Очевидны богатейшие конструктивные возможности такого приема, от создания образа лирического героя до принципиального моделирования самого художественного мира произведения, его законов. В русской литературной традиции XIX в. этот прием характерен прежде всего для циклизации новеллистической, но любопытно, что он проникает и в лирику. Проанализируем его семантику на примере одного лирического цикла, представляющего особый интерес в перспективе всего русского циклообразовательного процесса.
Цикл Е. П. Ростопчиной «Неизвестный роман» мало привлекал внимание исследователей. Правда, уже в 1970-е гг. его ввела в «цикловедческий» обиход О. Г. Золотарева,[137] но в ее штудиях он остался незначительным эпизодом. Спустя 20 лет внимание к этому циклу пробудил В. Киселев-Сергенин, опубликовавший большую статью о Ростопчиной, в которой «Неизвестный роман» занял центральное место.[138] Его интерес к циклу был вызван в основном фактором биографическим личностью Евдокии Ростопчиной.

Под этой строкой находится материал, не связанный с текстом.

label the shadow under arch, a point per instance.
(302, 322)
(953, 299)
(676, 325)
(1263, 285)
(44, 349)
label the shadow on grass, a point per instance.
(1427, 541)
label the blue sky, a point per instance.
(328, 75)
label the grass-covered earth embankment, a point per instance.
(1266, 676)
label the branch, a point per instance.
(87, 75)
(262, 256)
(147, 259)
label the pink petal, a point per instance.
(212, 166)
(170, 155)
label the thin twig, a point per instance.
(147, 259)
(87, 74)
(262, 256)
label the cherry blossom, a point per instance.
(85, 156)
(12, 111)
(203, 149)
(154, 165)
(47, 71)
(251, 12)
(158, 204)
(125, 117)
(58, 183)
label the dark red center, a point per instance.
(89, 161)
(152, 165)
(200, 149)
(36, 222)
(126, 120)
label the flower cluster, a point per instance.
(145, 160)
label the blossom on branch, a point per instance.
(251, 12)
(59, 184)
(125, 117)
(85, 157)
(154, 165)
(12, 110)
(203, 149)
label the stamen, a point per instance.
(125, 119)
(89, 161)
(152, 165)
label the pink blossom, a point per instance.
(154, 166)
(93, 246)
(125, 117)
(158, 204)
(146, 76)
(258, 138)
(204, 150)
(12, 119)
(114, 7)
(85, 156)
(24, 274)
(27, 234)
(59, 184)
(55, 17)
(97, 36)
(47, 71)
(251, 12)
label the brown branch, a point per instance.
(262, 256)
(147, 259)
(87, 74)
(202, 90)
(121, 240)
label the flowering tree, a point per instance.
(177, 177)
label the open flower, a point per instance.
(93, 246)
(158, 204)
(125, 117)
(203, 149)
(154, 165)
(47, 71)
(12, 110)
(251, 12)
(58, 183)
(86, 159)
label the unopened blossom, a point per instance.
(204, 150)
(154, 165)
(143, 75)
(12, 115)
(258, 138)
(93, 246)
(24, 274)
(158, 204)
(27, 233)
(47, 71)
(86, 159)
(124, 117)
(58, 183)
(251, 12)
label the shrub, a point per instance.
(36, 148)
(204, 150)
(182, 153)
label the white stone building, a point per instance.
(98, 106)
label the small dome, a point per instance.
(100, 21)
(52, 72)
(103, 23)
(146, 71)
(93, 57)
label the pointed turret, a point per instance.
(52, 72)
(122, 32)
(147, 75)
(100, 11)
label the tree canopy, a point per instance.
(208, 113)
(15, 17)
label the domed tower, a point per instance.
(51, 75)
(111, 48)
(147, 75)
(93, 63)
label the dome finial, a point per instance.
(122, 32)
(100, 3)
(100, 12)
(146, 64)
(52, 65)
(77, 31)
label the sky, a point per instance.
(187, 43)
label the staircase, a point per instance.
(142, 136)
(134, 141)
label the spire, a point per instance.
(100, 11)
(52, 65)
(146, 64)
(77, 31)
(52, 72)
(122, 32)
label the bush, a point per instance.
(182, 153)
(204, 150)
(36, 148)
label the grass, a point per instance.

В этом плане ею статья весьма интересна: традиционное представление о поэтессе как о холодной и невозмутимой светской даме, склонной разменивать свои чувства на мелкое салонное кокетство, сменяется образом цельной и страстной натуры, способной глубоко любить и оставаться верной своему чувству Предметом этого чувства, тщательно скрываемого Ростопчиной, уже вышедшей замуж за другого, был, как убедительно доказывает Киселев-Сергенин, старший сын Н. М. Карамзина, Андрей Николаевич Карамзин. Именно он стал прообразом героя «Неизвестного романа», а история их вначале счастливой, а потом трагической любви определила сюжет этого цикла.
История отношений Ростопчиной и Карамзина отразилась и в творческой истории цикла. Он был опубликован впервые в журнале «Москвитянин» (1848, № 1) анонимно. Эта первая редакция состояла из 9 стихотворений. Однако она не стала окончательной. В двухтомном собрании лирики Ростопчиной (Стихотворения графини Ростопчиной СПб., 1856) этот же «Неизвестный роман» завершал первый том в существенно расширенном варианте. Одно из стихотворений было изъято, зато добавлено 11 новых текстов — цикл вырос вдвое. Сюжет получил дальнейшее развитие, новое завершение и — что немаловажно во всех отношениях — перестал быть анонимным. В. Киселев-Сергенин убедительно связывает эти изменения со смертью Андрея Карамзина, погибшего в Крымской кампании 1854 г.
Ценная и содержательная в плане историко-биографическом, статья Киселева-Сергенина одновременно вызывает желание полемизировать в аспекте литературоведческо-типологическом. Так, Киселев-Сергенин характеризует «Неизвестный роман» как цикл, переросший в «поэму с совершенно оригинальной структурой, какой русская литература не знала ни до, ни после».